4. Writing copy- Every manga has copy on it’s back cover and, if it’s a continuing series, some preview copy of the next volume. The editors write that and any other related promo copy for the book. (I’ve written promo copy for book trailers and press releases.) There’s also a lot of writing for other things such as newsletters, although that kind of thing is not always tied to a book.
5. Covers- While the designers make the covers, the editors have to sign off on them before they go to the licensor for approval or go to print. Editors make sure they like the concept of the cover art and that all the super-important stuff is in place such as ISBN numbers, age ratings and trademark symbols.
6. Brand managing- While I don’t do this personally as a freelance editor, other editors at TOKYOPOP are in charge of managing the “brands” of the series they work on. I’m actually not entirely sure what their duties are as brand managers, but I imagine that they involve keeping the titles looking consistent and pretty, making sure fans hear about the titles and generally getting them out there.
7. Managing original titles- Most of the titles put by manga publishers come from other publishers, so they’ve already been through that stage of “this is good, this is not good” stage of editing. Still, there are titles out there that are original to a U.S. manga publishing house, like Bizenghast. Editors who are assigned such titles are supposed to monitor and guide the creators as they work on the title in order to create a better product.
All in all, it’s a super fun job if you like this sort of thing. You have to really not mind looking at the same books at least 2 million times in a short period of time and have good writing skills to like it, but if you don’t, I imagine it gets boring pretty quickly.

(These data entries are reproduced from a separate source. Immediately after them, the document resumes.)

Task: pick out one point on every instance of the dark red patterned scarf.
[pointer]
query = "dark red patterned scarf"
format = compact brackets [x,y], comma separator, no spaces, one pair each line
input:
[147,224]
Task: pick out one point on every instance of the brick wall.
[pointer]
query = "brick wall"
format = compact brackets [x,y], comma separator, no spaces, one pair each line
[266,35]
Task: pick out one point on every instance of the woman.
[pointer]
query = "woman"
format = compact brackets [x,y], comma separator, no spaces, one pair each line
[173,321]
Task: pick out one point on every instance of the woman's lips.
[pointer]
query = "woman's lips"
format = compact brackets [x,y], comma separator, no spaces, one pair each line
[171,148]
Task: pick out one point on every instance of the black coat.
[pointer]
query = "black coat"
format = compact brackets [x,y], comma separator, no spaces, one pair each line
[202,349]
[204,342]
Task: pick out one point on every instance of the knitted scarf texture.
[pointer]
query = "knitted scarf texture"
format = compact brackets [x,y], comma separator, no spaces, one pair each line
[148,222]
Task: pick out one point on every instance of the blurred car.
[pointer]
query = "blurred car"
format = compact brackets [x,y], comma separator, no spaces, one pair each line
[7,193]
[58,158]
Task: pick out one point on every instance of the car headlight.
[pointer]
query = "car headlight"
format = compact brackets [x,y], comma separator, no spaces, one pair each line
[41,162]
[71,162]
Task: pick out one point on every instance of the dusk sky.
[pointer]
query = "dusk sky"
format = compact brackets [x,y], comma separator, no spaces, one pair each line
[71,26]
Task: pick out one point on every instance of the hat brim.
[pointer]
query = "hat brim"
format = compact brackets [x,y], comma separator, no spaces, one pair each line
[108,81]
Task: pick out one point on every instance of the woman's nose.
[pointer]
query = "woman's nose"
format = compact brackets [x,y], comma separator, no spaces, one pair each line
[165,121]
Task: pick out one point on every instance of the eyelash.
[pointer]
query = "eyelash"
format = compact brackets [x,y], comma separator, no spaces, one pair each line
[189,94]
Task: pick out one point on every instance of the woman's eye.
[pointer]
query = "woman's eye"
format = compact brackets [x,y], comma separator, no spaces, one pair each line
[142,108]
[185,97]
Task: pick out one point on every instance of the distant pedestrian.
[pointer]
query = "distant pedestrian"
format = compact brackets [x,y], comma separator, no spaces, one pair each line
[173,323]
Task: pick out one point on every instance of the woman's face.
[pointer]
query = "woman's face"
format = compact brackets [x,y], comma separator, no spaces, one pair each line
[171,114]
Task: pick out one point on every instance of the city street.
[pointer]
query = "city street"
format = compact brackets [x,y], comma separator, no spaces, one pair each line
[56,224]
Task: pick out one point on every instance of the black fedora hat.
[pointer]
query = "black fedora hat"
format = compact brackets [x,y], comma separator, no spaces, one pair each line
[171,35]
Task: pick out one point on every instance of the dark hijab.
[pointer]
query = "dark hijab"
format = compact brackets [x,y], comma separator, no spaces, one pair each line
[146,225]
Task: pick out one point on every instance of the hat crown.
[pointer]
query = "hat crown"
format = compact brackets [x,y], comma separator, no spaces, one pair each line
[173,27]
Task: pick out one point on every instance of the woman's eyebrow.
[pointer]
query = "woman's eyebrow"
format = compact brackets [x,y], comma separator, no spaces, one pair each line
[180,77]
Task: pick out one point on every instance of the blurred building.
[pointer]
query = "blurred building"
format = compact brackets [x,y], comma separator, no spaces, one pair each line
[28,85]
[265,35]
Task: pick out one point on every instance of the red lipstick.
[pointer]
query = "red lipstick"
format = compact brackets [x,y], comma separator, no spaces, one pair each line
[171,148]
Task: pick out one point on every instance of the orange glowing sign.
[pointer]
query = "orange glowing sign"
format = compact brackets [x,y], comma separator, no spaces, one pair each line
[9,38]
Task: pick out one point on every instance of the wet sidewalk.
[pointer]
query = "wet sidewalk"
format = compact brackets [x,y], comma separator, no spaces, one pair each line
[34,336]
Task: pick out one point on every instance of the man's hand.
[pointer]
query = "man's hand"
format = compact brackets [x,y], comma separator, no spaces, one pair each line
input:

I wouldn’t give it up for the world.
See, I read this, and I’ve studied about editing and copy editing as well…. And when I was reading about that before too, it was just so incredulous to me, that (and I particularly mean given the smaller content size of a manga compared to, oh…a 1,000 page novel) there would still be these glaring errors in there. I understand that mistakes can slip through with anything, but sometimes, you come across a sentence or phrase, or a word here or there, and you wonder…how did this slip by? Like…how did this section of dialog over here get assigned to the wrong character if it was really edited over 6+ times. Or this character’s name misspelled (aren’t there style sheets around?), or a location or character that is spelled 3 different ways in the same book, etc. Gender pronoun mistakes are the worst. That is such a huge headache for a reader. I’ve come across sentences so poorly formed they made absolutely no sense at all, or ones where the incorrect place/event/person was referenced. I’ll buy that because an editor likely goes through a high volume of different books, they just wouldn’t remember or catch those things (or it all starts to blur together)…but again, style sheets.
Maybe I’m being too harsh or critical, and just don’t fully understand what goes into editing a book. As a reader, anytime I come across an error in the text, I’m completely thrown out of the story. I remember reading the same paragraph of a Robert Jordan novel for several minutes, over and over, until I finally realized that I wasn’t totally crazy…they actually used an incorrect character name (and in fact, one that didn’t even exist). It was the last few pages of the book, and I was wrapped up in the conclusion, and then I was jolted out of the story. And for me, that happens with every misspelled word, out of place punctuation, doubled word, malformed sentence…. (I tried to read a Cormac McCarthy book once, but simply could not turn off the editor switch in my head that made me want to take a pen and put punctuation all over the pages.)
Now I sound like some entitled bitch who thinks everything should be perfect for my reading benefit and peace of mind. 🙂
Basically…I can put up with a mistake here or there, because people make mistakes. But there are some times when I simply can’t believe that an error got by multiple perusals.
Actually, it’s the same for me. I get a little upset when I see errors and whatnot. I don’t know what to tell you about some of the stuff you might typically see. This is all basically TOKYOPOP-centric stuff when you get down to it. I haven’t edited anywhere else. I feel like TOKYOPOP has a high enough record of not having lots of glaring errors, so perhaps it is simply the fact that smaller pubs can’t afford as many editors. (At least NetComics can’t, it seems. They have very low production values.) Even so, I’ve found errors in Viz stuff too! My guess is that after awhile you just don’t see it. An extra set of eyes is really valuable that way.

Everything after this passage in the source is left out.